In these initial FROS experiments, repressor proteins were used because their high affinity to the operator binding sites would create a spot with a detectable signal-to-background ratio. However, it was shown later that the tight binding of LacR and TetR molecules to their operator sequences can have undesired biological consequences such as gene silencing. In the human osteosarcoma U2OS cell line, insertions of lac repeats were shown to induce an arrest in early S-phase, possibly by stalling DNA polymerase [23]. The same replication roadblock effect was induced by the introduction of a tet operator array in Escherichia coli [24]. In mouse embryonic stem cells, it was reported that the insertion of lac operator arrays next to the DHJH elements and the Eμ enhancer of the immunoglobin locus failed to result in germline transmission. The integration of the lac operator array in mouse embryonic stem cells resulted in an abnormal chromosome count of 70–80 chromosomes, indicating that the insertion of the lac operator array can lead to chromosome instability [25].

As shown by these examples, FROS labeling might induce genomic instability, and the effect of genomic insertion of FROS arrays needs to be carefully controlled.

Before the advent of CRISPR-based genome editing, the use of operator–repressor arrays to image specific loci of interest was largely limited to species with high rates of homologous recombination such as Saccharomyces cerevisiae [26]. In mammalian cells, FROS arrays were typically randomly inserted into the genome.
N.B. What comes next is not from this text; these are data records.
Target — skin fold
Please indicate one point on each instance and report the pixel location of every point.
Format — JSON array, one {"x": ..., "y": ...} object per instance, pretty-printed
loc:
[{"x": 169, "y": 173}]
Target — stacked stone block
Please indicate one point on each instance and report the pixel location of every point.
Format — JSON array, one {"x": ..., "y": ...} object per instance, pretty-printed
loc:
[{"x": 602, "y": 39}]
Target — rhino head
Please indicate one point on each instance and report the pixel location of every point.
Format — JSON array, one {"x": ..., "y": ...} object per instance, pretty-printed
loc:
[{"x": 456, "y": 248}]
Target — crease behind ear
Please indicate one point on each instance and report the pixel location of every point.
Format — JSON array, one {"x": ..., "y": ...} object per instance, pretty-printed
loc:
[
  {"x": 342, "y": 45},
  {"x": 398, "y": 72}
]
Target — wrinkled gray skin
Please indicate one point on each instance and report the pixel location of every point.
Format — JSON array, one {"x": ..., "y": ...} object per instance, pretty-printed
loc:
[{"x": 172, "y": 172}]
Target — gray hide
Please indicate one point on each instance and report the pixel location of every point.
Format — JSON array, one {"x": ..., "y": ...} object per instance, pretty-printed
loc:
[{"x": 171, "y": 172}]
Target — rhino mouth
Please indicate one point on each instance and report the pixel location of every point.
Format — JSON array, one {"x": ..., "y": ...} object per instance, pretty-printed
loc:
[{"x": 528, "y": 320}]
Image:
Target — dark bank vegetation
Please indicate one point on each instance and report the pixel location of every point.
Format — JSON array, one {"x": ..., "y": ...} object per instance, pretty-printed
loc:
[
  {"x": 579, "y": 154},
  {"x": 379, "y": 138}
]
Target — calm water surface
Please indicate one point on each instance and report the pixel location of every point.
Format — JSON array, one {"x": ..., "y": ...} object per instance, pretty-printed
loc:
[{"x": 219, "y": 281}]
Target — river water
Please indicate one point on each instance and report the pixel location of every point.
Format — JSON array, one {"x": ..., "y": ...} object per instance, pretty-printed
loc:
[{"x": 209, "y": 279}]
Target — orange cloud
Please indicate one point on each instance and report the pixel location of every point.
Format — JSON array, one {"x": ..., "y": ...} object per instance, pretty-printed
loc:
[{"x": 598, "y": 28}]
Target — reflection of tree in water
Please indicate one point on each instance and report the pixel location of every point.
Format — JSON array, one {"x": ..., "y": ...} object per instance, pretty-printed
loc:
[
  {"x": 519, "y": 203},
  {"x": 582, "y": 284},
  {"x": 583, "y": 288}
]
With the increased possibilities of genome editing by homologous recombination and more recently CRISPR–Cas9 directed insertion of different operator–repressor assays within the same locus or chromosome became a possibility. However, the large size and repetitive nature of the operator arrays (typically 196–256 operator binding sites making up a total of 7–12 kb) still posed an experimental hurdle for facile CRISPR-based genome integration. Alexander et al. circumvented this problem by first integrating two AttP landing sites recognized by the bacteriophage integrases PhiC31 and Bbx1. This was followed by the integration of a plasmid containing the operator array sequence and an antibiotic resistance gene, which was removed later by CRE-lox or FLP-FRT recombination [27]. Tasan et al. developed a method of synthesizing a 96-mer TetO array with varying intermittent spacer sequences. This optimized TetO array of approximately 3 kb length can be inserted via CRISPR–Cas9 in a genomic location of interest and no perturbation of the nuclear localization or chromatin state of the targeted loci was observed. By employing a mutant TetR protein and mutated TetO sequence, even the multiplexing of two TetR type FROS systems in mammalian cells became possible [28].

Transcription activator-like effectors (TALEs)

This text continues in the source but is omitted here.